Title IV Reforms to Non Immigrant Visa Programs

This Title reforms current non-immigrant visa programs and creates a new W worker visa that melds greater employer flexibility with more worker protections and ability to self-petition for permanent residence.

  • H-1B: Reforms to the H-1B high skilled visa program include expanding current cap from 65,000 to 110,000 with an option to ultimately increase the cap to 180,000 visas annually based on a High Skilled jobs Demand Index. Increases requirements for web-site advertising for U.S. workers prior to hiring foreign workers.
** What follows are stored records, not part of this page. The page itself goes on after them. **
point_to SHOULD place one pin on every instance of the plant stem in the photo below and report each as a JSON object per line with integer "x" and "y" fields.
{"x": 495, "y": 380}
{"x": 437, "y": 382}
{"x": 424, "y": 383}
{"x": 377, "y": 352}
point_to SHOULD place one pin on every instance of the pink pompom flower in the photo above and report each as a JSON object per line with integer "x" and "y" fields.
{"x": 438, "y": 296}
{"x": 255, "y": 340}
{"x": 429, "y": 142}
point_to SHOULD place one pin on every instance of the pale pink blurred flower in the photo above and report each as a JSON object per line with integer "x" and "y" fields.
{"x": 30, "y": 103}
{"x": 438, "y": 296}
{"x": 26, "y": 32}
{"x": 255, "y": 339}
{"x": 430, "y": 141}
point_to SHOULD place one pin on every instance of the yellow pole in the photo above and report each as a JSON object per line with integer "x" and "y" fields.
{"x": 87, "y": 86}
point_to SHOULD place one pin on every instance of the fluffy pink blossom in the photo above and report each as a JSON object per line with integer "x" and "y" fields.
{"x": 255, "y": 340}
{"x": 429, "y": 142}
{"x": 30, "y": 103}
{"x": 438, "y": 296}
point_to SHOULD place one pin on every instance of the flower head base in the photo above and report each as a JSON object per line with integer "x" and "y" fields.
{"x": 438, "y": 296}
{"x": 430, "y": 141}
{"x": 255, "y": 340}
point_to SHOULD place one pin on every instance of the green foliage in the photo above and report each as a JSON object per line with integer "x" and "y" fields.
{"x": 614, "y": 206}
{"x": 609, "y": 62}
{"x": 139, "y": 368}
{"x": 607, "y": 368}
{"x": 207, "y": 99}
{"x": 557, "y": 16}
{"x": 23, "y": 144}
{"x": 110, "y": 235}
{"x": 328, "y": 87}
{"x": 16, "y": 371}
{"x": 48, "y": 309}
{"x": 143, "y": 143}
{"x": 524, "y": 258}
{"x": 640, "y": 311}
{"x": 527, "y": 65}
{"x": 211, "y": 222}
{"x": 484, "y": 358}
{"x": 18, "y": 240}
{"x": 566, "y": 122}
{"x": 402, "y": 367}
  • H-4: Allows dependents of H-1B workers work authorization if country of origin reciprocates with similar provisions for U.S. citizen dependents living abroad
  • Deterring Abuse: Establishes significant new authorities and penalties to prevent, detect, and deter fraud and abuse of the H-1B and L-1 visa systems by fraudulent employers. Increases wages for foreign workers to help protect Americans.
  • H-2B: Makes permanent the H-2B returning worker provision.
  • New Worker Program (W Visa): Establishes a new nonimmigrant W classification for lesser-skilled foreign workers performing services or labor for a registered employer in a registered position. Spouses and minor children are included and will receive work authorization. Three year visa with three year renewal periods. Initially, 20,000 W visas will be made available, rising to 75,000 visas in year four. After that time, a newly established Bureau of Immigration and Labor Market Research will be authorized to calculate and recommend appropriate W visa levels. Other safety valves will be built into the cap to ensure occupations or employers with genuine shortages can hire needed workers. W visa holders may switch from one registered employer or position to another without penalty and upon meeting other eligibility criteria apply for the merits based lawful permanent residence.
  • Agriculture: A new agricultural guest worker visa program would be established to ensure an adequate agricultural workforce. A portable, at-will employment based visa (W-3 visa) and a contract-based visa (W-2 visa) would replace the current H-2A program. The H-2A program would sunset after the new guest worker visa program is operational.